By The People, For The People?

Here’s a thought: how about the governments in our democracies acting on behalf of the people? That would be novel.

We here in America could do worse than listen to Yanis Varoufakis on the notions of what a representative government is supposed to do. Notably represent. That is represent those who elected the representatives. I realize this may seem a bit odd to the great forces of the plutocracy who seem to have decided along the way to pervert democracy, upend it, and turn it into a compliant play space for the fulfillment of their own ends, but to those of us dedicated to democratic ideals, it’s a useful start.
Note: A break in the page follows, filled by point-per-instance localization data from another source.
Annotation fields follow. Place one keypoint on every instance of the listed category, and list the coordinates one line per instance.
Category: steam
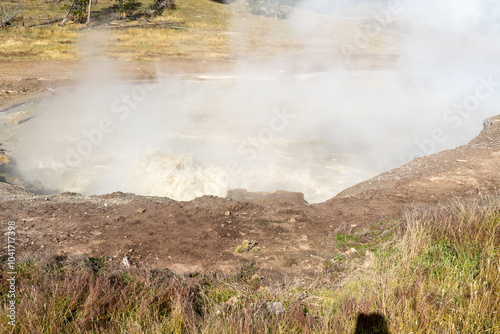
(376, 84)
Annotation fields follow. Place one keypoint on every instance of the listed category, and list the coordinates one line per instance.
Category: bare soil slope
(202, 235)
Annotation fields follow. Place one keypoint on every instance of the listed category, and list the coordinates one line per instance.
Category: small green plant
(247, 246)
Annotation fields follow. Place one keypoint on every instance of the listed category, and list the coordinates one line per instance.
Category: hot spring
(183, 136)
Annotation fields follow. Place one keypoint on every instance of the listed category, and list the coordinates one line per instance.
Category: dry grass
(204, 29)
(436, 271)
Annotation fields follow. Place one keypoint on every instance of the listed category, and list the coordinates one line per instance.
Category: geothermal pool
(184, 136)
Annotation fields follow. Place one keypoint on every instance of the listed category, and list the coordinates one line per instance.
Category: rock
(490, 121)
(126, 262)
(266, 198)
(275, 308)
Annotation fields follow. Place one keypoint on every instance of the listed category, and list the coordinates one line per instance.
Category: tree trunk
(88, 14)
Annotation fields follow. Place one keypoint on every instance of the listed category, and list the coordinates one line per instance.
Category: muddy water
(317, 133)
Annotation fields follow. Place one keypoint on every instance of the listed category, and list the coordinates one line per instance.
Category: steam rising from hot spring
(311, 122)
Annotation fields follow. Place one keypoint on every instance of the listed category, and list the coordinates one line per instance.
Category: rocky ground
(287, 237)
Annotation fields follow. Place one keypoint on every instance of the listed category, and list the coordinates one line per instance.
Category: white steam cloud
(376, 84)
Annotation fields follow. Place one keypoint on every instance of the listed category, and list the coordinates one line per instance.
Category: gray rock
(266, 198)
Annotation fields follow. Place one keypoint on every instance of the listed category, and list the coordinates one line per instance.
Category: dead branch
(170, 25)
(67, 14)
(46, 22)
(7, 16)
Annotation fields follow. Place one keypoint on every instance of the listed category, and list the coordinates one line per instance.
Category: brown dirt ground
(202, 234)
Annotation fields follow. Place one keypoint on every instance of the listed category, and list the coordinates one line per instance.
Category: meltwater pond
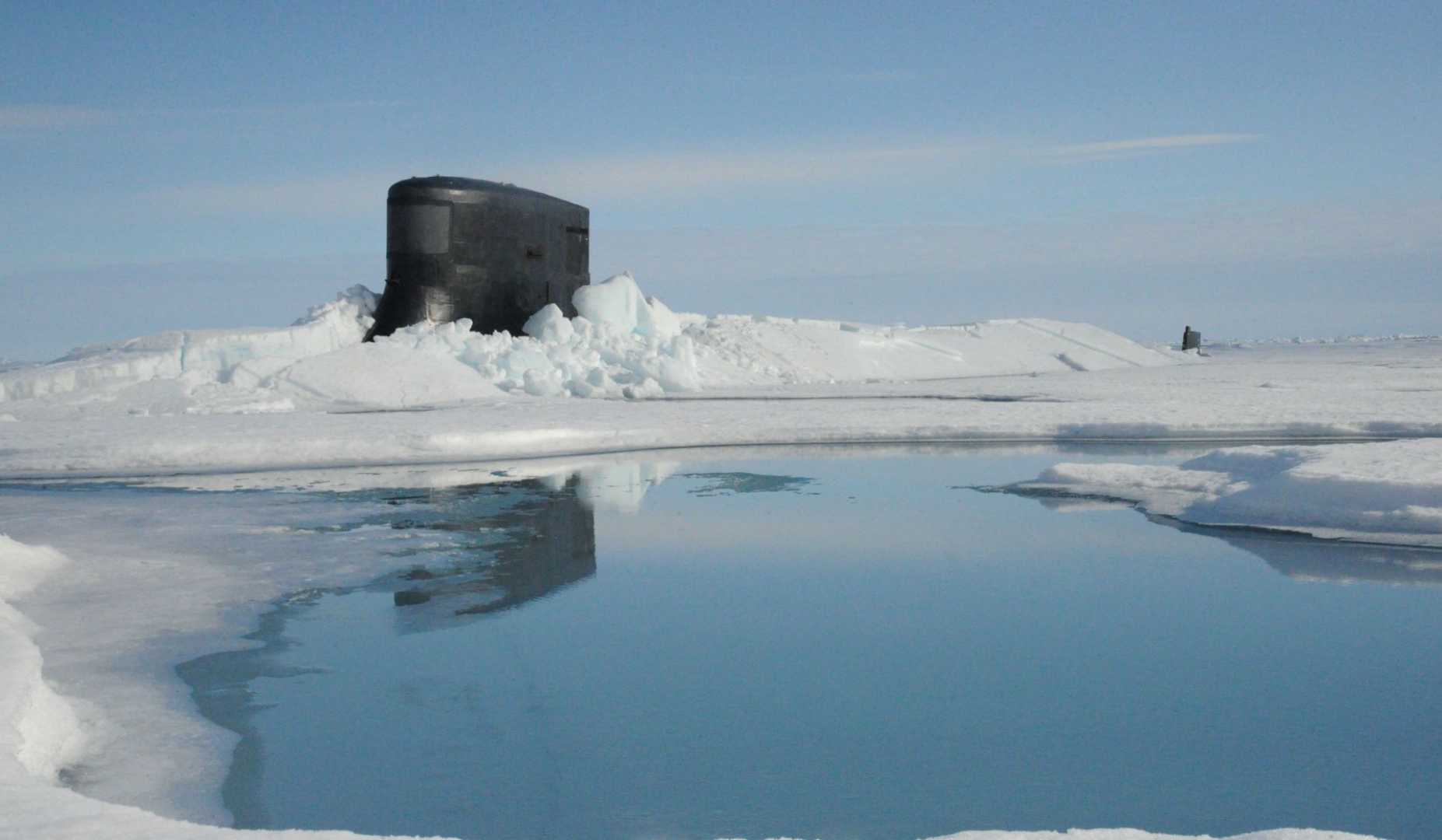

Varoufakis is typically eloquent and makes appeal to more philosophy in one New York Times op-ed than we have seen in years of our own tired discourse. Americans, you see, are trapped in their past. They make appeals only to the so-called Founding Fathers – the small group of landed gentry that, whilst well read and well versed on the current ideas of the late 1700’s, were not able to lift themselves beyond the limitations that their bourgeois status conferred upon them. They despised both democracy and the expansive intervention of government in the economy that healthy democracy necessitates. Their legacy is, thus, a negation of much of modernity and a pretense, belied by the facts, that we ought to keep our government small. The facts in this case being the 20% or so of our economy that is a direct consequence of the government and the unknown, but surely large, knock-on effect of that 20%. So, despite our constant retreat to the ideas of the past and our homilies to the Founding Fathers, the largest single agent operating in our economy is the government.

Which, if we listen to ourselves when we intone the various phrases that represent the basis of our democracy, is us. “We the people”. The government is us. Or at least it is supposed to be. Small government is a lost cause, rightly so, simply because we the people have mobilized it to our advantage. It is a manifestation of our desires precisely because it is us.

Or ought to be.

Which gets us back to Varoufakis.

He and his confreres in the new Greek government are causing quite a fright in the staid halls of European bureaucracy by brazenly referencing the wishes of the people who elected them.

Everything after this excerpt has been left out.